The difficulty is that scientists do not know whether an AIDS vaccine needs to stimulate the production of antibodies, molecules in the blood that recognise the virus and stop it from infecting new cells or killer T cells that eliminate virus infected cells before the infection spreads further. Alternatively the vaccine may need to do something different to be fully effective.
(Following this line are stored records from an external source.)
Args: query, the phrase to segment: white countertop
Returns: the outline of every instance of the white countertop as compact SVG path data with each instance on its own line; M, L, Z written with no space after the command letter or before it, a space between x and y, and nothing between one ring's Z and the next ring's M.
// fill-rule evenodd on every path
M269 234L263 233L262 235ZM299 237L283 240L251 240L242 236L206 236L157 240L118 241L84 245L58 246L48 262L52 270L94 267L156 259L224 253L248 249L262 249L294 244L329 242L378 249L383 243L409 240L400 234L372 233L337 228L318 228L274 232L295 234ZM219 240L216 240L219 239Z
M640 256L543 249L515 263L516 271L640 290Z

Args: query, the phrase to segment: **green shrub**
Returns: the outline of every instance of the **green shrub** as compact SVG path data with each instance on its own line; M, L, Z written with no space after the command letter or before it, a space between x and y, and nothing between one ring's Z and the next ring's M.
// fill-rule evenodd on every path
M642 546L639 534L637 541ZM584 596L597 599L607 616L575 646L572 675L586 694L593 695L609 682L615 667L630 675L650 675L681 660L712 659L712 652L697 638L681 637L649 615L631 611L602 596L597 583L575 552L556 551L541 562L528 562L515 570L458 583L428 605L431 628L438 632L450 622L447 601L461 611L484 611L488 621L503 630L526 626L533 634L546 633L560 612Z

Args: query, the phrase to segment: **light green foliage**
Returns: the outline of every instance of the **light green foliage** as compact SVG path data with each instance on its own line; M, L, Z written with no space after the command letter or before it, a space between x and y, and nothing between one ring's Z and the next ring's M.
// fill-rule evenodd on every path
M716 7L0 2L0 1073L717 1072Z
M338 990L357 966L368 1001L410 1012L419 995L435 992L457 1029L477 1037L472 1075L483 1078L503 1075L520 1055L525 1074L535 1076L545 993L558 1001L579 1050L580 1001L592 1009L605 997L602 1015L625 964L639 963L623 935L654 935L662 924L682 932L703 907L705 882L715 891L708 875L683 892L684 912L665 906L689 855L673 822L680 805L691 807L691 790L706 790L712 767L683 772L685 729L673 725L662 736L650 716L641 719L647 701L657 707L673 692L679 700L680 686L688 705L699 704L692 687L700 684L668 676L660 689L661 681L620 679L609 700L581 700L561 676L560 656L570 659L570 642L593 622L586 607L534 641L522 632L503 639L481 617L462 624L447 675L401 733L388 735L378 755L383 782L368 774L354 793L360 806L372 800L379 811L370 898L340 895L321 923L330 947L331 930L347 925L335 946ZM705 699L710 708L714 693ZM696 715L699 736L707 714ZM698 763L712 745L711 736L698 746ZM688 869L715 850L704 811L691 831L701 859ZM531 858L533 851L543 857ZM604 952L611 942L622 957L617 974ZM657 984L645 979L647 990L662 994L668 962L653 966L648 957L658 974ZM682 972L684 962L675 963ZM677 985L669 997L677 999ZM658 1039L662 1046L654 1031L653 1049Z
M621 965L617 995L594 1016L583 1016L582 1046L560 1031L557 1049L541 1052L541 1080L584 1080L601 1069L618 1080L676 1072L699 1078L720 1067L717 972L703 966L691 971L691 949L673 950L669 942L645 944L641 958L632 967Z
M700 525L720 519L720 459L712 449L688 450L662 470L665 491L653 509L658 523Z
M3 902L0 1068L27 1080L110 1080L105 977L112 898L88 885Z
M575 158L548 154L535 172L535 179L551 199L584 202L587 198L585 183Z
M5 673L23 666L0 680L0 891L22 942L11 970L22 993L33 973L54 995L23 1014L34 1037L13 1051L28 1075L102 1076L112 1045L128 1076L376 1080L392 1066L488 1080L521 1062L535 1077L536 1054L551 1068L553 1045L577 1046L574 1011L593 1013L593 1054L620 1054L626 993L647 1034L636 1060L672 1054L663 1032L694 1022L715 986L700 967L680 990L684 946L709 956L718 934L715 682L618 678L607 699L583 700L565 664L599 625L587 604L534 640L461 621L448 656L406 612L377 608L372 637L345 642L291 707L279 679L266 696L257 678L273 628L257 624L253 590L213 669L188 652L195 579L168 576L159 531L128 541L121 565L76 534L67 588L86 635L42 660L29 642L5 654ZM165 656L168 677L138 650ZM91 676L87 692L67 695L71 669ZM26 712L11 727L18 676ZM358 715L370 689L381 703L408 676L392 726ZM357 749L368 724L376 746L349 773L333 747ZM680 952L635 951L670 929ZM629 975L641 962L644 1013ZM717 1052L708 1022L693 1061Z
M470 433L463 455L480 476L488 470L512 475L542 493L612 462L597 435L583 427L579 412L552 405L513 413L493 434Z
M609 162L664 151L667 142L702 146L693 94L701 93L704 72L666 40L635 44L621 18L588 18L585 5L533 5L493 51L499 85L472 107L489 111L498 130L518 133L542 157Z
The team at NIBSC are studying an animal model of HIV and have found that animals vaccinated with a disabled form of the virus first are resistant to disease causing strains. They are collaborating with scientists in Amsterdam who have a genetically engineered AIDS virus that can only grow if it is given a special drug. The team at NIBSC will use this new virus to understand how the disabled AIDS virus works as a vaccine. That information will put us one step closer to the vaccine that the world desperately needs.

Technical Summary

A safe and effective vaccine that will prevent infection with and the transmission of HIV is urgently needed to control the AIDS pandemic. However, progress has been hampered by the absence of a clear paradigm of the types of host responses required to prevent or clear infection. Using simian models of AIDS, the most potent vaccine protection has been obtained by vaccination with live, attenuated simian immunodeficiency virus (SIV). However, attempts to characterise the mechanism of protection have, so far, failed. The purpose of this proposal is to investigate the role of the persistence of the attenuated vaccine virus in the vaccine protection observed. To do so, we propose to collaborate with a team led by Prof B Berkhout at the Amsterdam Medical Centre, The Netherlands, to establish, in cynomolgus macaques, a model using a conditional, live, attenuated SIV vaccine that will enable us to modify vaccination schedules and allow us to dissect the process of vaccination. Careful molecular engineering by the Dutch team has yielded a virus that is absolutely dependent upon the presence of the antibiotic doxycycline for replication in vitro. The team at NIBSC will be the first group in the world to use this virus for studies in vivo. We propose to investigate: (1) the kinetics of replication of this virus over 25 weeks in a group of macaques treated with doxycycline. (2) the kinetics of virus replication decay following withdrawal of doxycycline 3 weeks after inoculation of the virus. (3) adaptive immune responses and other host responses (eg. innate immunity, occlusion of viral receptors and depletion of target cells) in groups vaccinated for either 25 weeks or 3 weeks whilst under continuous treatment on doxycycline and compare these responses with those in a group vaccinated for 3 weeks in the presence of doxycyline before withdrawal of the antibiotic for a further 22 weeks. (4) the ability of the 3 vaccine groups described above to prevent and/or control infection following intravenous challenge with a heterologous wild-type SIV stock. The successful outcome of this study will be the establishment of a novel simian model for dissecting host responses to vaccine protection mediated by live attenuated SIV. In addition, we shall have determined the duration of vaccination required to protect against wild-type virus challenge and, critically, whether persistence of the vaccine virus is central to this protection.